Knuckleballer sets table for big ninth inning after getting called up Thursday morning

BOSTON -- Minutes after the game, Fenway Park was still electric.

Chanting, whistling and the slaps of high-fives flooded the jubilant concourse as fans paraded out onto the streets.

They praised the likes of Daniel Nava, the man who capped the six-run comeback in the bottom of the ninth with his game-winning single. They cheered Jonny Gomes, who, when the game was seemingly over, violently collided into the Green Monster to make a crucial catch in the eighth and singled to tie the contest in the ninth.

But likely forgotten in all of the excitement of the Red Sox's league-leading 11th walkoff win of the season is Steven Wright.

It was Wright, freshly called up from Triple-A Pawtucket earlier on Thursday, who relieved a struggling Ryan Dempster in the seventh inning with Boston trailing Seattle, 7-1.

The knuckleballer made sure the deficit stayed where it was, pitching three scoreless innings and setting the table for the Red Sox offense to mount their largest comeback of the season.

And while most will remember Nava's walk-off knock or Gomes' heroics, the Red Sox maintain they won't forget the man who made it possible.

"Not in this clubhouse," said Nava. "We're well aware of what he did.
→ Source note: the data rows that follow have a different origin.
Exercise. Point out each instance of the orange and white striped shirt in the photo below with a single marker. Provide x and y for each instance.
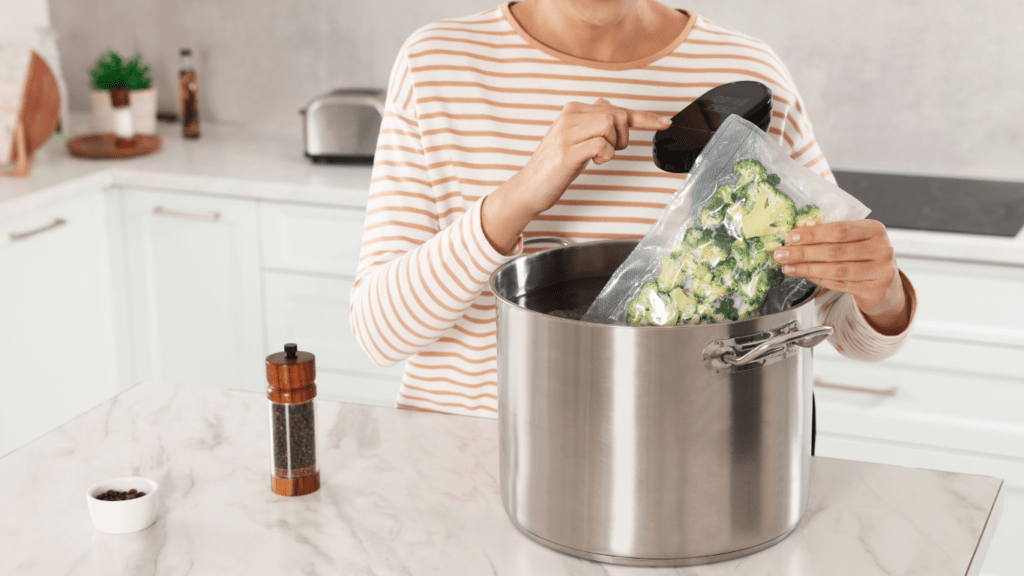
(468, 101)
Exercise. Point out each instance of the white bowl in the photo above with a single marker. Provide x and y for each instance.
(122, 517)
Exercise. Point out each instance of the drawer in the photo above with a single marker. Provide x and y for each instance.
(311, 239)
(968, 301)
(969, 358)
(1006, 556)
(940, 408)
(312, 312)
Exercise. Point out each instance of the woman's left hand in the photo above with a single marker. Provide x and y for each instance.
(854, 257)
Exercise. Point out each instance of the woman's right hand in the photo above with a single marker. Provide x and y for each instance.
(581, 133)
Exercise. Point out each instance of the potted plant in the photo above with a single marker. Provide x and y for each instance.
(112, 71)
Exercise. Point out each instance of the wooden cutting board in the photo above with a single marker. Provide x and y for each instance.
(104, 146)
(38, 112)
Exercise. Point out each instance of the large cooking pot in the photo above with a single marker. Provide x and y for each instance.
(653, 446)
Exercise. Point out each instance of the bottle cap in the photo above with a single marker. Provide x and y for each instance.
(291, 375)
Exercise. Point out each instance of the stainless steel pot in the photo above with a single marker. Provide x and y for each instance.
(653, 446)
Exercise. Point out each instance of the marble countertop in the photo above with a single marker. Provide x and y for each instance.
(238, 162)
(407, 493)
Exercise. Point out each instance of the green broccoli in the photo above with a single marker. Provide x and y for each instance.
(767, 210)
(706, 312)
(636, 313)
(771, 242)
(685, 303)
(754, 291)
(693, 237)
(672, 275)
(715, 209)
(708, 289)
(726, 311)
(757, 254)
(725, 273)
(809, 215)
(662, 312)
(749, 171)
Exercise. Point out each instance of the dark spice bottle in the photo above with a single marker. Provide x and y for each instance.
(188, 93)
(292, 392)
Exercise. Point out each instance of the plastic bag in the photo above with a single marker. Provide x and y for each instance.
(709, 257)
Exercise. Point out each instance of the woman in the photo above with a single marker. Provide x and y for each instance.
(536, 118)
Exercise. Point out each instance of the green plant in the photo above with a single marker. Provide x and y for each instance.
(112, 71)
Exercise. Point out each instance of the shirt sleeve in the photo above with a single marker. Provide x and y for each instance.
(415, 280)
(854, 337)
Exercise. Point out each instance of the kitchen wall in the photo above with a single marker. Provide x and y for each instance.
(929, 86)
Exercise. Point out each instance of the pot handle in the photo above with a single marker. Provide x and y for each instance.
(807, 338)
(551, 239)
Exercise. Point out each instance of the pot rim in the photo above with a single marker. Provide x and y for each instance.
(491, 285)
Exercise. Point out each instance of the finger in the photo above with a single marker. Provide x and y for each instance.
(849, 272)
(640, 120)
(836, 233)
(596, 126)
(598, 149)
(864, 250)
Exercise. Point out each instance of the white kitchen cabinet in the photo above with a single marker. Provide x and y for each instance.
(61, 332)
(196, 289)
(1006, 557)
(311, 239)
(312, 312)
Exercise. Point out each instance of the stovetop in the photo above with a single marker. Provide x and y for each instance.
(941, 204)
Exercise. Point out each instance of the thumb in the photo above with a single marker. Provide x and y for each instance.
(647, 120)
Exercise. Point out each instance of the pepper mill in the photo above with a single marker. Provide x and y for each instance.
(292, 392)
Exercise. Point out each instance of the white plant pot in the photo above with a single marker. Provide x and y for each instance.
(143, 109)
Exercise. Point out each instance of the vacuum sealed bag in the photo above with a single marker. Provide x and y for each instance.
(709, 257)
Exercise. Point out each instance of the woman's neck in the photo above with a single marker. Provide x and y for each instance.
(600, 35)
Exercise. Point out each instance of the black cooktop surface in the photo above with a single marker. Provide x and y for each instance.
(988, 207)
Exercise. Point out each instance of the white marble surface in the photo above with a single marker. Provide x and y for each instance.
(232, 161)
(406, 493)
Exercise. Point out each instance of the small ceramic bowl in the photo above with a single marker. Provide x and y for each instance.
(122, 517)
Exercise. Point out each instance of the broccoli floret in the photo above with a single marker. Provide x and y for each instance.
(692, 237)
(771, 242)
(733, 219)
(809, 215)
(715, 209)
(725, 273)
(636, 313)
(707, 289)
(672, 275)
(662, 312)
(767, 210)
(757, 254)
(706, 312)
(753, 292)
(685, 303)
(749, 170)
(726, 311)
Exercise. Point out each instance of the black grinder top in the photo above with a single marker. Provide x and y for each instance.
(677, 147)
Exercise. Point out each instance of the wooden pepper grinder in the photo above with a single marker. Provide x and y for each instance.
(292, 393)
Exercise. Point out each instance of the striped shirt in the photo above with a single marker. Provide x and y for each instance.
(469, 99)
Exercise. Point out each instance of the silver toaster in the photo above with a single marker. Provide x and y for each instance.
(343, 125)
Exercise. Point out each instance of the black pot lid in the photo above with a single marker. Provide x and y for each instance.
(677, 148)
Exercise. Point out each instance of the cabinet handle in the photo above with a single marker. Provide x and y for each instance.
(15, 236)
(891, 391)
(206, 216)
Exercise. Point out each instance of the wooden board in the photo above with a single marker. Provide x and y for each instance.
(40, 107)
(102, 146)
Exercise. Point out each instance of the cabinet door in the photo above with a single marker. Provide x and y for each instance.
(312, 312)
(195, 277)
(56, 318)
(1006, 556)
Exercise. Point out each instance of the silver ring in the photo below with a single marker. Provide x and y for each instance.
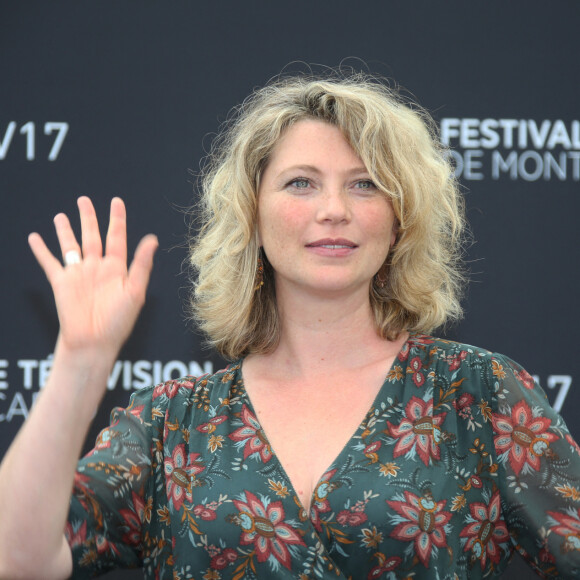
(72, 257)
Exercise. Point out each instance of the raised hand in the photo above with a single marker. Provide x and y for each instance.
(98, 299)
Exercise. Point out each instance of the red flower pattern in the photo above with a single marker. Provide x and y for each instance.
(263, 526)
(418, 431)
(526, 438)
(180, 470)
(486, 532)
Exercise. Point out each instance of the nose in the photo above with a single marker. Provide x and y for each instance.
(334, 205)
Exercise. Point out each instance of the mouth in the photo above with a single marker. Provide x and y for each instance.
(331, 244)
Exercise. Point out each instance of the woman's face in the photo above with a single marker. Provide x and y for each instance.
(323, 224)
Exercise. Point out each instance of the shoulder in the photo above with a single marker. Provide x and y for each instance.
(452, 358)
(156, 401)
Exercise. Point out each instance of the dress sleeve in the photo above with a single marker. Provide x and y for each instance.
(539, 473)
(111, 495)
It's not easy to come in a situation where the game's kind of out of whack for the time being. To hang in there and put up some big zeros, we don't forget about it."

Wright, 28, wouldn't have been in Boston if the bullpen wasn't drained so heavily after Wednesday's 15-inning affair with the Mariners.

By the 10th inning of that game -- an eventual 5-4 Red Sox win -- Wright had fallen asleep, the game still flashing on his TV.

By 10:30 a.m. the next morning, Pawtucket manager Gary DiSarcina was on the phone telling him he needed to make the approximately 50-mile drive north to Boston.

"I was excited you know because this is where you want to be," said Wright, who made the drive with his wife and baby daughter.

It was his third time in the big leagues this season and the last two appearances have some eerie similarities.

During a July 11 game in Seattle, Dempster -- just like he did Thursday -- struggled as the starter and gave up seven runs to the Mariners. Wright came on in relief, pitching 5 2/3 scoreless innings and Boston won by the same score, 8-7. Of course, Nava was the hero, hitting the go-ahead single in the 10th inning.

Dempster smiled when asked about the similarities between the two games.

"That seems to be the recipe," he said.

After the game, Wright, with bags of ice bandaged to his right arm, was startled by the crowd of reporters that approached him, microphones and recorders in hand. Chances are his stay in the big leagues won't be a long one, but he said it was exciting contributing to the win Thursday.

"Like a little kid again on the edge of your seat," he said of his demeanor while watching the comeback. "It was just fun and entertaining and just awesome.

"I think it just proves you can never take an inning off. I mean because you come in down 7-1 you think that it's a mop-up role. You're just kind of going through the motions but it just shows you, you can never take a pitch off because you never know what's going to happen until that 27th out is made."